To establish a robust infarction localization model, rigorous hyperparameter tuning was performed using the concept of random search technique as it outperforms the traditional grid search technique40. After performing several trails of experiments with different combinations of hyperparameters, a fine-tuned model was obtained by setting the optimal values such as learning rate = 0.001, batch size = 8, number of epochs = 4, number of steps per epoch = 5000 and dropout rate = 0.40 (first dropout layer) and 0.30 (second dropout layer).

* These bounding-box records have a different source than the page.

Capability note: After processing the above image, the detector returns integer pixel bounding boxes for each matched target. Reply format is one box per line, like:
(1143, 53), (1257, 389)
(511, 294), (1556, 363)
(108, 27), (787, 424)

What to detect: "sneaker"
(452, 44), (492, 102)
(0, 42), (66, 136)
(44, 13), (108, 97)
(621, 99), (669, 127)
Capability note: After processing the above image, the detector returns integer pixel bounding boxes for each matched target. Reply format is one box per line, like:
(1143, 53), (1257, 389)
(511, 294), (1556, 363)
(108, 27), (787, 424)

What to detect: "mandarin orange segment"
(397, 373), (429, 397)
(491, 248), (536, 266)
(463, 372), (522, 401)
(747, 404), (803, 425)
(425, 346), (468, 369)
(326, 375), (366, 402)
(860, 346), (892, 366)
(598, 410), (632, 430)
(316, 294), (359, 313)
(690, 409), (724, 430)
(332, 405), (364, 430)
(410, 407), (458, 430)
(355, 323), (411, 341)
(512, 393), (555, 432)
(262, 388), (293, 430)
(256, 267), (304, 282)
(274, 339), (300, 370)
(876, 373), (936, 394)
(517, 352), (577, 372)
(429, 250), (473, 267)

In the k-folds cross validation strategy, to assess the robustness of the tuned-VGG16 CNN model as well as to handle the overfitting issue, the whole dataset of patches generated from 517 infarction patients were divided patient-wise into k-folds (k = 20) randomly. In each fold, the patches from 25 patients (5% of 517 patients) were selected randomly for testing; whereas the other 492 (95% of 517 patients) early infarction patients' data (patches) were used for training and validation purposes. The primary reason to consider k = 20 folds was to provide a larger set of training data to the machine in each round, so that the model could extract multiple distinct features, which could help correct recognition of unseen testing data. Finally, the best checkpoint model with the smallest validation loss and the highest average performance value was saved as the final derived model.

All implementations were carried out using the GPU version of TensorFlow 1.14 with the specification TITAN RTX 24GB × 4, Intel®Xeon®Scalable Processors, 3 UPI up to 10.4GT/s with 256 GB memory, Nvidia-smi 430.40 in Ubuntu 18.04.3 platform. Various predefined libraries such as Keras = 2:1:6, python = 3:6:9, numpy = 1:18:4, matplotlib = 3:2:1, OpenCV = 4:1, pillow = 7:1:2, and Scikit-learn = 0:21:3 were used in the image analysis.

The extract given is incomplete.